根曲竹は虎竹や真竹のように3年竹、4年竹だけを使うのではなく、1年物の若竹も上手に多用する。柔らかい1年竹は編み込みに、冒頭の手付き丸籠のように丸竹のまま持ち手に用いる時等には硬い3年竹と言うように使い別ける。


根曲竹の虫穴


ところが、その根曲竹もここ数年やはり少し異変があるように思っている。南北に長い日本列島に産地がいくつかあるので、気候も様々で条件も微妙に違うといえばだが、やはり以前の根曲とは違う。どうも虫に弱くなっているように思えて仕方がない。竹が本来持っている抵抗力の低下は真竹などにも見られるけれど、先日もまさに手付き丸籠の持ち手に小さな穴が見つかった。


根曲竹熱湯消毒


このような場合にはすぐに熱湯消毒をする。竹材の場合だと一晩中水に浸けておく事もあるのだが、籠に編んだものは形が崩れる事に注意しながら天日干し、陰干しなどして5~6回繰り返して様子をみる。


根曲竹を野菜籠に


社員が畑で育てた夏野菜をいれるのにも重宝する丈夫な万能籠が、こんな小さな穴で日の目を見られず倉庫で朽ちていくのだろうか。竹林から伐採、山だし、選別、加工、製造、販売からお客様までを全て知る竹虎に耐えられるはずもない。


飴色の根曲竹手付き籠、竹虎四代目(山岸義浩)


東北では、「真竹より篠竹、篠竹よりスズ竹、それより根曲竹」という言葉がある。
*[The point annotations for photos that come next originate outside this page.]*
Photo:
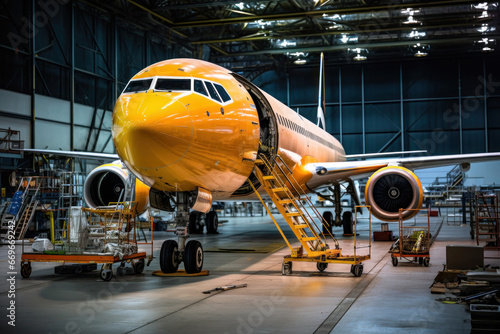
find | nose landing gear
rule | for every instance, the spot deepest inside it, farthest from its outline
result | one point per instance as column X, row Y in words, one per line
column 173, row 252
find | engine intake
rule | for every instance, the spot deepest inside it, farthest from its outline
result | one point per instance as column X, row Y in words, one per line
column 106, row 183
column 392, row 188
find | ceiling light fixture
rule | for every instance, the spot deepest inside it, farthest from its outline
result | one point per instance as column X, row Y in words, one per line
column 419, row 54
column 411, row 20
column 416, row 34
column 359, row 57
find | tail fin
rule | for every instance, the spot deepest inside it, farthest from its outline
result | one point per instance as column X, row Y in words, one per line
column 321, row 94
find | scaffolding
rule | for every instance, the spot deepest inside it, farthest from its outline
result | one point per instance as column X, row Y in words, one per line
column 487, row 221
column 414, row 240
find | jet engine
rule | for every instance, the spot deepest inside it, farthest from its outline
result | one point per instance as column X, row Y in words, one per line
column 110, row 182
column 392, row 188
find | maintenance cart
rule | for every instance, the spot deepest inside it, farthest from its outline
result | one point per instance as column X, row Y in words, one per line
column 414, row 240
column 303, row 218
column 334, row 255
column 105, row 235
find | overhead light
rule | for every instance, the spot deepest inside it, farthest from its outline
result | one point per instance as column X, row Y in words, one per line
column 483, row 15
column 481, row 5
column 345, row 39
column 486, row 28
column 359, row 57
column 411, row 20
column 285, row 43
column 297, row 54
column 419, row 54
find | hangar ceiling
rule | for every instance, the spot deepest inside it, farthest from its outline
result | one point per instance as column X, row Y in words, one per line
column 249, row 34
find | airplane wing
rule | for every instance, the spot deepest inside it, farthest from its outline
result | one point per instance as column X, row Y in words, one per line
column 333, row 172
column 76, row 154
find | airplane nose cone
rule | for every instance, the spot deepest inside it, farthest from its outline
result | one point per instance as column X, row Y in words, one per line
column 151, row 131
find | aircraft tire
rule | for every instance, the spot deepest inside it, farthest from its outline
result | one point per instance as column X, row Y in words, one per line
column 169, row 257
column 328, row 217
column 195, row 226
column 193, row 257
column 347, row 222
column 212, row 222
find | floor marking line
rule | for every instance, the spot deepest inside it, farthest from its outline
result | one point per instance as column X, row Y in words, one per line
column 333, row 319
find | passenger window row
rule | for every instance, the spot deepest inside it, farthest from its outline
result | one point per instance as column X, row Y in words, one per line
column 301, row 130
column 210, row 89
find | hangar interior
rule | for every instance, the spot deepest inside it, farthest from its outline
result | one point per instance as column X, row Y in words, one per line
column 399, row 76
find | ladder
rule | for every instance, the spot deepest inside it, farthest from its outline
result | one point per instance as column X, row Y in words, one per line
column 296, row 208
column 70, row 195
column 28, row 207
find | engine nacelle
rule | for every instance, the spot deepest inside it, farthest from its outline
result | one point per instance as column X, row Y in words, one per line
column 106, row 183
column 392, row 188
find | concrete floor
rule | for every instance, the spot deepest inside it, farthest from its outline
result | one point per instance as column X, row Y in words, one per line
column 384, row 299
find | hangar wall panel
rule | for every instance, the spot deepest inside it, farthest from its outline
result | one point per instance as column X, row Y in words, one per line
column 52, row 135
column 15, row 103
column 444, row 106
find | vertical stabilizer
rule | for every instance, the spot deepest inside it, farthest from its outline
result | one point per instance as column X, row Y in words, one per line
column 321, row 94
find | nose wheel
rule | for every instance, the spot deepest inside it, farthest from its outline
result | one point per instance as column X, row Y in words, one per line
column 172, row 252
column 170, row 257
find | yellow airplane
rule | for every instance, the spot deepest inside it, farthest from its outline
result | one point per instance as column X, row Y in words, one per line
column 191, row 133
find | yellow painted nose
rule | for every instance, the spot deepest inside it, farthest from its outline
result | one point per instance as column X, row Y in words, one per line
column 151, row 130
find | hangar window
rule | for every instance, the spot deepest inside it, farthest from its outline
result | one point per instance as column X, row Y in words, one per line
column 212, row 92
column 171, row 85
column 222, row 93
column 199, row 87
column 138, row 86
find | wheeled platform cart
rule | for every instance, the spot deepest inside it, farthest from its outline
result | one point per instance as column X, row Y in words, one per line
column 104, row 236
column 106, row 273
column 413, row 244
column 334, row 255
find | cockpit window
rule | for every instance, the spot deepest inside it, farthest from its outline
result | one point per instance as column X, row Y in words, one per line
column 138, row 86
column 222, row 93
column 211, row 90
column 199, row 87
column 173, row 84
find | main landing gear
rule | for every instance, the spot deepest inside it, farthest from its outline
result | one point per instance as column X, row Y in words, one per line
column 173, row 252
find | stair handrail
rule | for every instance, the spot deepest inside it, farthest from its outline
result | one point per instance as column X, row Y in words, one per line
column 302, row 195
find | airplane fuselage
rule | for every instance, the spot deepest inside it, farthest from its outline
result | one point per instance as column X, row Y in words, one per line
column 183, row 123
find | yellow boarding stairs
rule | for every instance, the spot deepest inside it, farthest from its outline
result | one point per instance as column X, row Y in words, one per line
column 28, row 206
column 302, row 217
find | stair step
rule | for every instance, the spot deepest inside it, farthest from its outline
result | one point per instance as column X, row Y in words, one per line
column 301, row 226
column 286, row 201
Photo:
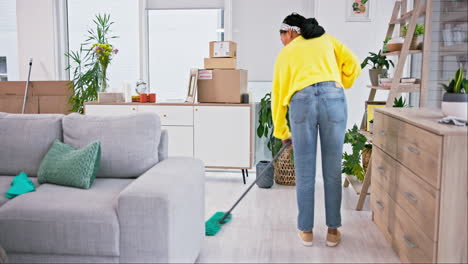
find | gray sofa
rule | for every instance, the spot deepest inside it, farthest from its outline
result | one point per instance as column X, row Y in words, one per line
column 142, row 207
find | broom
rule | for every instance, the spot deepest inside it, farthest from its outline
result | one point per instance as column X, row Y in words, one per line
column 213, row 225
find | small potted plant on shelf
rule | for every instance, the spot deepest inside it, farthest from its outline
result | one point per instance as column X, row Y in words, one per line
column 351, row 164
column 455, row 99
column 380, row 65
column 418, row 31
column 265, row 129
column 400, row 102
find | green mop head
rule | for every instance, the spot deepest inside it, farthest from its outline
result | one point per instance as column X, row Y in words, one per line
column 212, row 226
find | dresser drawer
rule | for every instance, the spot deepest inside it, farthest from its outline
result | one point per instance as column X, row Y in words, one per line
column 383, row 170
column 409, row 240
column 382, row 207
column 171, row 115
column 418, row 199
column 420, row 151
column 385, row 133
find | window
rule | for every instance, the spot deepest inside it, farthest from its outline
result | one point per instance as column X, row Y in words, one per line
column 178, row 40
column 125, row 15
column 8, row 41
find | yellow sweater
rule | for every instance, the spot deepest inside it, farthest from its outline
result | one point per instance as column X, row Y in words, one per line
column 305, row 62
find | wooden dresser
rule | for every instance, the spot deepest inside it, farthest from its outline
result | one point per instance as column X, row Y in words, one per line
column 419, row 185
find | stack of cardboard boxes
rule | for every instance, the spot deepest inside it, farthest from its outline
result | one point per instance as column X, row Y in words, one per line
column 220, row 81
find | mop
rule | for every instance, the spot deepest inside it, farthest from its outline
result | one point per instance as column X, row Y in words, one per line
column 213, row 225
column 27, row 86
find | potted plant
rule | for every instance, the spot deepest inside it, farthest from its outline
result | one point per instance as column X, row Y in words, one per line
column 352, row 162
column 418, row 31
column 265, row 129
column 380, row 65
column 88, row 65
column 455, row 99
column 400, row 102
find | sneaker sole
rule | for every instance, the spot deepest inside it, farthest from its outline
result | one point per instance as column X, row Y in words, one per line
column 305, row 243
column 332, row 244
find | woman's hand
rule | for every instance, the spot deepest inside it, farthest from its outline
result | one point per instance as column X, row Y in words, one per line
column 286, row 141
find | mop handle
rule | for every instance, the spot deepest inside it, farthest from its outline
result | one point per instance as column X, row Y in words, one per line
column 226, row 215
column 27, row 85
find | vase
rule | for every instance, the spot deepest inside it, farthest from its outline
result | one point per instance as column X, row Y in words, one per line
column 455, row 105
column 374, row 75
column 414, row 43
column 267, row 179
column 103, row 86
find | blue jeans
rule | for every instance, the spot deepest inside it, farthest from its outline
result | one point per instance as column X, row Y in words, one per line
column 319, row 108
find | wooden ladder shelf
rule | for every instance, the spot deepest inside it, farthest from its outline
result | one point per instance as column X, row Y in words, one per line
column 400, row 16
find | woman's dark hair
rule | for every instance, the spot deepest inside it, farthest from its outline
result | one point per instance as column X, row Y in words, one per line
column 310, row 28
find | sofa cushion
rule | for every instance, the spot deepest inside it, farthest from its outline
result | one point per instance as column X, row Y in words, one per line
column 5, row 184
column 64, row 220
column 24, row 141
column 65, row 165
column 129, row 143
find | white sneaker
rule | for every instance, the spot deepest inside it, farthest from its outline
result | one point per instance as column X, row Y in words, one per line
column 306, row 238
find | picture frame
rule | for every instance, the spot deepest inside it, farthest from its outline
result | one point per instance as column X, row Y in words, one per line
column 359, row 10
column 192, row 86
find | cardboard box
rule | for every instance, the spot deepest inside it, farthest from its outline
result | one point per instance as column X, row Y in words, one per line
column 221, row 63
column 223, row 49
column 221, row 86
column 43, row 97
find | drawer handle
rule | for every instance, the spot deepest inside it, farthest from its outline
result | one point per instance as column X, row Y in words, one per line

根曲竹の何が魅力的なのか?奥が深いと言われてきたのか?それは使ってみた方ならば分かる艶だ。信じられますか?義母から譲り受けた根曲竹の色合いは、元は自分が右手に持つような白っぽい竹だったのだ。長く愛していくうちには、キズもつくし、虫も喰う、割れる事も管理が良くないとカビが生えるかも知れない。しかし、それが自然の竹です。


小さな虫穴のある籠も、若干であれば出来る限りお客様に届けていきたいと考えている。もちろん、虫が退治できている事を確認してからだし、本来の強度が担保されなかったり、見た目にも酷過ぎる籠は論外だけれど。それでお手元に届いた竹籠が、どうしてもお気に召されない場合はどうかお気軽に当社まで送料着払いで結構なのでご返送ください。竹の三悪と昔から言われている「カビ、割れ、ムシ」をご理解いただき、手間のかかる竹細工ではありますが日本の竹を愛でて頂きたいと思っています。


青竹水嚢(すいのう)

 
スイノウ


青竹で作られた水嚢(すいのう)と言われても、聞きなれない言葉に何の事なのかお分かりにならない方も多いのではないかと思う。実は食品をすくって水切りするための台所用品なのだが、一般的には金属製などが多くて竹製のものは近年あまり見かける事はなくなった。


水嚢各種


真竹の他にも木の小枝と根曲竹を使って作られた物がある、ラクロスというスポーツのラケットに似ている(笑)、見かければ面白いのでついつい手が伸びる。


すいのうタガ


今回の青竹水嚢で見逃してほしくない所は、このザル部分と持ち手の柄部分が一本の同じ竹で出来ているところだ。持ち手の竹の片方を細くわって縦ヒゴとして使っいて、根元には補強のタガが入れられている。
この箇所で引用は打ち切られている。